Last May, I spent eight of my most favorite days in central Guatemala. Days filled with experiences & friends & places & emotions that I surely will never forget. Five close friends, my then-girlfriend (now fiance), & I made the venture to start new projects & finish old ones. This was my third trip; it was others’ first, and yet others’ twelfth.
In years past, our focus had been construction & manual labor, which always seemed a tiny bit awkward to me since neither are my particular forte here at home. Nevertheless, we had always gone with great plans and left with big accomplishments. But this time, our focus would be slightly different. Clean water.
Clean water. In other words, something that’s been on my radar for the better part of four years now thanks to a project-turned-organization a dear friend of mine put together called River to Well. Something that truly is meaningful to me & something for which I have no trouble going full-steam-ahead.
In Guatemala, there are a couple problems that are noteworthy here. One: the vast majority of folks don't understand that there’s actually a problem with the water they’re drinking. Water isn’t scarce there; but the water sources… they’re heavily — and unknowingly — polluted by those who then rely on them for useable water. Two: of the folks who understand the problem, very few have the means necessary to fix it. Boiling water takes time and resources, and wells are expensive and rather inconceivable. And, just imagine having to radically change your lifestyle to compensate for something that you might not even consider to be a problem. See, folks there can tolerate the unhealthy water to a point, at least in the short term; they may get sick as a result here and there, but such is life, and thus, a change in the way of doing things simply isn’t warranted in their eyes. So, at the end of the day, the issue of clean water has just as much to do with education as it does with efforts to actually make the water cleaner & healthier.
So here we are. Our job? It was to install fifty-some portable water filters in three rural schools. But just as important, to teach the students and faculty why we were there in the first place, and then instill in them the importance of using & caring for their new filters correctly. We prefaced all of this by visiting the factory responsible for constructing the filters — called Ecofiltro — and talking with several of the folks behind its operations. The actual filters were small — about the size of a medium flower pot — and made out of clay & wood chips.
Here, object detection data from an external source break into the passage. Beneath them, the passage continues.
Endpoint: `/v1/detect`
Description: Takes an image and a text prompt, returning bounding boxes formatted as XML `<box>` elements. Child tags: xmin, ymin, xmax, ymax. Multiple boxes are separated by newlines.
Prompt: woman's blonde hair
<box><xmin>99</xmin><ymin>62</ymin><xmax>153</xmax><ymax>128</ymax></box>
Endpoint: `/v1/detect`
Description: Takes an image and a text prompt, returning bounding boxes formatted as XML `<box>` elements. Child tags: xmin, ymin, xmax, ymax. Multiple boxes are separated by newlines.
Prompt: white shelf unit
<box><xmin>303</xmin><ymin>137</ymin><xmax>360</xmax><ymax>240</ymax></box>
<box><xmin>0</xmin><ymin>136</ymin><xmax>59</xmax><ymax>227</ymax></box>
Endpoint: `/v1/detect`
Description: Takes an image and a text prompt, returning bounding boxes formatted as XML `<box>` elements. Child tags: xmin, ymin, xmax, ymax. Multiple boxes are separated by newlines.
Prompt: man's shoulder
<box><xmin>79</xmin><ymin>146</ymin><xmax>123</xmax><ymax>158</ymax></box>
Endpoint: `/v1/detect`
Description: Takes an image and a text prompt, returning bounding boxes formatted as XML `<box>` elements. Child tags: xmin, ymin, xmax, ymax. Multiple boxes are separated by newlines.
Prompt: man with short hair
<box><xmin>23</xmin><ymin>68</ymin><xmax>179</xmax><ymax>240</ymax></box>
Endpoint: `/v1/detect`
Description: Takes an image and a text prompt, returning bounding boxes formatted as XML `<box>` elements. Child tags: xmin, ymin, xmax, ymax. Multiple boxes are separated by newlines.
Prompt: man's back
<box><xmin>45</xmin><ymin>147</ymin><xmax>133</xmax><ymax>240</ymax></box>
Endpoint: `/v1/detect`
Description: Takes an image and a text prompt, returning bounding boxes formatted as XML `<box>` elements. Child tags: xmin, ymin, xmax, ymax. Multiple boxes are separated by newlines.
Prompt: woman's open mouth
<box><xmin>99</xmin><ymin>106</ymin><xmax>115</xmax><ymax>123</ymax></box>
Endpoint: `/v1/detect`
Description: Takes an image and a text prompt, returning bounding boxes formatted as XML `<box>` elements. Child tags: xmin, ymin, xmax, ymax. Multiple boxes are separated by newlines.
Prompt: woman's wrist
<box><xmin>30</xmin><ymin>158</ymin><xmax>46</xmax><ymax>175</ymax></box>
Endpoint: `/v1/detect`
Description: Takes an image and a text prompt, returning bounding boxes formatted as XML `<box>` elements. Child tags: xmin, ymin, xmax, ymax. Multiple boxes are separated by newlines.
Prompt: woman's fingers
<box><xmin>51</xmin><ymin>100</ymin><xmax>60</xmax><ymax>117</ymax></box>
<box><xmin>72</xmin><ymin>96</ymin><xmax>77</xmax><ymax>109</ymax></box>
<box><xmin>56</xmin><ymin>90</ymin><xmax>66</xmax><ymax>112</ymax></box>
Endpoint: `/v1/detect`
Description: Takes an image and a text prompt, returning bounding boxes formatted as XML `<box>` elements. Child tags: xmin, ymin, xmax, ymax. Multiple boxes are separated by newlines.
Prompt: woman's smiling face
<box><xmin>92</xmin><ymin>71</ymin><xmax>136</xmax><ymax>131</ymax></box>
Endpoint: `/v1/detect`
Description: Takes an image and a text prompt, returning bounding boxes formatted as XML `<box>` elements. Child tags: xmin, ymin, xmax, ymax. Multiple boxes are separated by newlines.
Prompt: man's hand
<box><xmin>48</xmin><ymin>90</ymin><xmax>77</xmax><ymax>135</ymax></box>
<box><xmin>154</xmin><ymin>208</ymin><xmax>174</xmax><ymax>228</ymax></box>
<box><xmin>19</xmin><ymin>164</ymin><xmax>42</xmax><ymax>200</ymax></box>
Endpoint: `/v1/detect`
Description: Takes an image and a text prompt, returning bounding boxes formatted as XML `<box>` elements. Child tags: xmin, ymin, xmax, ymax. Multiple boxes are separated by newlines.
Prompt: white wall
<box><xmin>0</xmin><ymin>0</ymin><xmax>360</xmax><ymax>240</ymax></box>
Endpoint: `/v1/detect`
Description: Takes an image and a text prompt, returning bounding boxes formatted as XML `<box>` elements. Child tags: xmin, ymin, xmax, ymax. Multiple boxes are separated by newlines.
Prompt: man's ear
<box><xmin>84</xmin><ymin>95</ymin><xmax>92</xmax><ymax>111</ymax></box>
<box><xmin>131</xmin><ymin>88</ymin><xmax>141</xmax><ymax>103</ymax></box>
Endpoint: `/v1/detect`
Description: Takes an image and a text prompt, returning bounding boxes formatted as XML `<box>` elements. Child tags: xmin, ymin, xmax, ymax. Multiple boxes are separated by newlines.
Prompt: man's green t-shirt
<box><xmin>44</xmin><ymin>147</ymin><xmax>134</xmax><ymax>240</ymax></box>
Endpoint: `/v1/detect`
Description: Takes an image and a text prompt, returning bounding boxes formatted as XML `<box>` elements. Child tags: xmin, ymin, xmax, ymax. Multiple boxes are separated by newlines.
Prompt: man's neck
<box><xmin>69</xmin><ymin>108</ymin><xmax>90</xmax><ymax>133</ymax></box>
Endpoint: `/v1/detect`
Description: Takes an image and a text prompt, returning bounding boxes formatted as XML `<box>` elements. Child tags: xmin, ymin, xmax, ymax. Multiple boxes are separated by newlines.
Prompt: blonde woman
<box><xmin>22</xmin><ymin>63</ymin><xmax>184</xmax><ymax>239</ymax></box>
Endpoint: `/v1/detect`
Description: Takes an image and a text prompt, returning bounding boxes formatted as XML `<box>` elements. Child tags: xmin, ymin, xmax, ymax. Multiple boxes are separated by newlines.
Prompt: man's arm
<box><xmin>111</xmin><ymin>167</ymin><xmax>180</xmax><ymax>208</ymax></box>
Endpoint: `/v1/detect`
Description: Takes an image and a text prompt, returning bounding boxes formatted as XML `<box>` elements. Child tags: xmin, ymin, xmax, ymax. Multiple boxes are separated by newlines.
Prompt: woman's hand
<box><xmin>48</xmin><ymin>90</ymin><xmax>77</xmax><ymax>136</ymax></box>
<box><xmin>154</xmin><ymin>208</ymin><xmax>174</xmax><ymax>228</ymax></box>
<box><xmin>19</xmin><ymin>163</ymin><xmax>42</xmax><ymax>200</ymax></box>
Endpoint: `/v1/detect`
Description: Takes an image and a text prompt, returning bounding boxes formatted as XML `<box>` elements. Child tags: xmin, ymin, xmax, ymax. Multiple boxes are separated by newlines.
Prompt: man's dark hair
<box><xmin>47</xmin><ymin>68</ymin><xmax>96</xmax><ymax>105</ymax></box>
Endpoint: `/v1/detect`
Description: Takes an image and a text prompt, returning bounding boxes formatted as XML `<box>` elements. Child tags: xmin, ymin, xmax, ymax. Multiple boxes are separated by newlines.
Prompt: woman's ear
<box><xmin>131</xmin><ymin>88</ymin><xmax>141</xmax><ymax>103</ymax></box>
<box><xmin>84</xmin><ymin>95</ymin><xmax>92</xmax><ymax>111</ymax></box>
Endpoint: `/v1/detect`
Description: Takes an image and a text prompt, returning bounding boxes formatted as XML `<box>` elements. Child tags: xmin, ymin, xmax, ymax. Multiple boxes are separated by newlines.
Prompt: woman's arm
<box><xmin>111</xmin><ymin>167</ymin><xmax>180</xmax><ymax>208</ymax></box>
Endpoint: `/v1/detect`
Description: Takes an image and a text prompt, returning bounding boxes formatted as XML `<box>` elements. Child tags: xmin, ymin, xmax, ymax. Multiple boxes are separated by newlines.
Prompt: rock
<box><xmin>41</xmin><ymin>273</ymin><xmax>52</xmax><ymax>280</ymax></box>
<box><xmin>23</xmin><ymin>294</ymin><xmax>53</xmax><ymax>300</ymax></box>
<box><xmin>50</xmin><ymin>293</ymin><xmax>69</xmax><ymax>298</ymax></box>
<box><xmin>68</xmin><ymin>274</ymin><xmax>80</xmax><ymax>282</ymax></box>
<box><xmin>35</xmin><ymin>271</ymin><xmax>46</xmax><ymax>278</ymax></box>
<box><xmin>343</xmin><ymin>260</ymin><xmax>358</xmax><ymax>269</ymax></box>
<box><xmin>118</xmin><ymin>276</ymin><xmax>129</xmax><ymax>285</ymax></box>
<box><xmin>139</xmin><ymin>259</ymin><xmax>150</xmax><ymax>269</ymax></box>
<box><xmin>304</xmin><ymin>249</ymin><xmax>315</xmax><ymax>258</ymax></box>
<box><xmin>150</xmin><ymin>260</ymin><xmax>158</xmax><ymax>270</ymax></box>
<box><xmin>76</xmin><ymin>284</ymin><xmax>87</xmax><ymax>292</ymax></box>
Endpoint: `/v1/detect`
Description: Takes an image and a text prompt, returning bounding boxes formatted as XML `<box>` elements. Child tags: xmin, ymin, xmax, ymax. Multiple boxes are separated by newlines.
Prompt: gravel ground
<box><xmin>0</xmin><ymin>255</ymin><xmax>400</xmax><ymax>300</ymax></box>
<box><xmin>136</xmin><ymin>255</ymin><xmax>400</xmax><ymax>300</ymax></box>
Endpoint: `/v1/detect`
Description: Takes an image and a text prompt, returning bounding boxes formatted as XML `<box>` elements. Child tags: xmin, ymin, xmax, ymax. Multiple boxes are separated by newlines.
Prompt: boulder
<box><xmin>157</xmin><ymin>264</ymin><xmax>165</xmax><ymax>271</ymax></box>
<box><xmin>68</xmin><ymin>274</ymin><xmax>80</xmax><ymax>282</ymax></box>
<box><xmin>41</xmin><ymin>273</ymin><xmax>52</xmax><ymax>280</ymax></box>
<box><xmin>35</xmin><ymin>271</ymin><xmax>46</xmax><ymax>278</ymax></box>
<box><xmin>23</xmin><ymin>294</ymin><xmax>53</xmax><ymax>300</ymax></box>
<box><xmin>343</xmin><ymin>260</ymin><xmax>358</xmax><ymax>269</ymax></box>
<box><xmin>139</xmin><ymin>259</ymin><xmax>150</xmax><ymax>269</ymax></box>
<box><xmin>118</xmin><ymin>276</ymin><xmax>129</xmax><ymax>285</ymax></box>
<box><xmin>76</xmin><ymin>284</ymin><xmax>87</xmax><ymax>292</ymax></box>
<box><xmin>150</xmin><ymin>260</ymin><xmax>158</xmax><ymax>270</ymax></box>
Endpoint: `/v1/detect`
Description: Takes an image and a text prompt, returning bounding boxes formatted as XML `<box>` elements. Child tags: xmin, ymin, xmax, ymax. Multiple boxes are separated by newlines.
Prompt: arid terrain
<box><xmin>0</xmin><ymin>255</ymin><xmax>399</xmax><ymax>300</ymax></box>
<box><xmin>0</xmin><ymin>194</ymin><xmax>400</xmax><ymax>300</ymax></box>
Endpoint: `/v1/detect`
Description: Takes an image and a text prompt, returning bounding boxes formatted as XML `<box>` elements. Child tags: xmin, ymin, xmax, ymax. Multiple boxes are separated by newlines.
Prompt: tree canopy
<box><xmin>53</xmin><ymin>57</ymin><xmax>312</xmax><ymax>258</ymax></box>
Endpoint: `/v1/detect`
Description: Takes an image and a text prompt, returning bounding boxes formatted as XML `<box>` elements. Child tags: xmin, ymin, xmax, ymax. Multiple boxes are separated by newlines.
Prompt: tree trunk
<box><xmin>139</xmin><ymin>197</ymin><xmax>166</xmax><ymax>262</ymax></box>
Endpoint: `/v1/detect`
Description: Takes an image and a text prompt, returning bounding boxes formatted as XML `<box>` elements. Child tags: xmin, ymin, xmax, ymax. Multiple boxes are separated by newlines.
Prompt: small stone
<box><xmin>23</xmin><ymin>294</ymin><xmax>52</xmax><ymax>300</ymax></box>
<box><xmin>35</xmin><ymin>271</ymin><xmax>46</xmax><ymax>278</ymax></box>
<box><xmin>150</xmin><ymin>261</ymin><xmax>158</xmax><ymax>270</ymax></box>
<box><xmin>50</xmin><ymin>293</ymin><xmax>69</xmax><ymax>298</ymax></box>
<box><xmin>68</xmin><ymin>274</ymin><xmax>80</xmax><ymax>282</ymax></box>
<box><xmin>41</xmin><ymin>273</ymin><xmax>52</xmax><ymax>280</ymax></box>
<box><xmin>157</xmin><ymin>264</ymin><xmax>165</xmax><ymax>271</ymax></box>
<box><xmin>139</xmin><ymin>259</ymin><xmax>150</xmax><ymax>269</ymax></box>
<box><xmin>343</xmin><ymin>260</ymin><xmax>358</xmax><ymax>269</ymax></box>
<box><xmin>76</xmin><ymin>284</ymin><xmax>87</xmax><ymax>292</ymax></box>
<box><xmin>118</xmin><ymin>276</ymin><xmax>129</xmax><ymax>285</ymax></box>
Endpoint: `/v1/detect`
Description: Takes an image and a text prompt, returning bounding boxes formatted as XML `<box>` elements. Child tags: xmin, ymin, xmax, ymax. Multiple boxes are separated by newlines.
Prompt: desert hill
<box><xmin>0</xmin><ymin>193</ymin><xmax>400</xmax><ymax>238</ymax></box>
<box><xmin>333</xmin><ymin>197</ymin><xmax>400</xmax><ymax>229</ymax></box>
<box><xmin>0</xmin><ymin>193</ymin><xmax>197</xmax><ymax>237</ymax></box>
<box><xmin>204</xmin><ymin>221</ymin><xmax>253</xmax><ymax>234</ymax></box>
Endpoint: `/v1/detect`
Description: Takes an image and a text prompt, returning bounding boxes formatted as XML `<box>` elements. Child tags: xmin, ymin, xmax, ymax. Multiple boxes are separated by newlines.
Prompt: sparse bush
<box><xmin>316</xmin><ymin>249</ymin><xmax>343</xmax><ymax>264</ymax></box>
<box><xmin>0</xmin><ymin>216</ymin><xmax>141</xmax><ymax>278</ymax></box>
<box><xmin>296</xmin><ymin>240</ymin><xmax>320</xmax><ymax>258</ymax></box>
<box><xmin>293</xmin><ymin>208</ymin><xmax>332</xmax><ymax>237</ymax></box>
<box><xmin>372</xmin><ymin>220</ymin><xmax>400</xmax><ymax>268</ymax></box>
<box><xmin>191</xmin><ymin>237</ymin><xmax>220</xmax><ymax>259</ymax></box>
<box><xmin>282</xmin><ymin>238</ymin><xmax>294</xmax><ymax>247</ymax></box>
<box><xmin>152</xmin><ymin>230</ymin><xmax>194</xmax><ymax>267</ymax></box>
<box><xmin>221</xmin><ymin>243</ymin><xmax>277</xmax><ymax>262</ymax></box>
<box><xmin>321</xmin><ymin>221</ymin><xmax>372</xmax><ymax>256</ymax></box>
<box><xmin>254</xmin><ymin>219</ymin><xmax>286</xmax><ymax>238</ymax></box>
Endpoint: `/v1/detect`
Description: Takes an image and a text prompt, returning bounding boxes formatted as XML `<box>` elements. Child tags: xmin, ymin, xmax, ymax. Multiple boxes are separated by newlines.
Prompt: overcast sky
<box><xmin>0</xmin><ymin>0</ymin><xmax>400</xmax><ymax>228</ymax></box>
They fit perfectly inside a variety of housings, from five gallon buckets to nicer ceramic containers. We chose the more economical of the different containers — the five gallon buckets — and planned to give them new homes in the aforementioned schools in the coming days.
I should mention that the organization which helped us plan our mission — Salud y Paz — had reached an agreement with these three schools to ensure the filters are properly cleaned and replaced for the foreseeable future. I should also mention that this project was the first of its kind; not only was our team straying away from its tried-and-true construction roots, but Salud y Paz was also treading unfamiliar waters in coordinating such a deal.
We spent the following days assembling filters, preaching about dirty & clean water, playing soccer, sitting with new friends, giving instructions, seeing hillsides and villages, listening to stories, snapping photos, and doing our best to love folks. We were welcomed with open arms. We were given wonderful lunches and all-school assemblies, complete with native dances & music. And we were awed in knowing that this was exactly where we needed to be, and exactly what we needed to be doing.
Aside from all this, we also spent a morning with Nehemiah, who we met in 2011. If you follow this blog, my Twitter feed, or my Facebook, you’re well aware of this guy. (And if not? Nehemiah is six. He was born with cerebral palsy and was unable to walk. Since meeting him, we’ve supported his family financially, he’s been allowed into a private school, and we’ve grown awfully fond of him.) There are a couple photos below of him and his parents, but the short of it is that he’s better; he’s walking more, he looks happier & healthier, and he’s the brand new owner of a slick yellow three-wheeler.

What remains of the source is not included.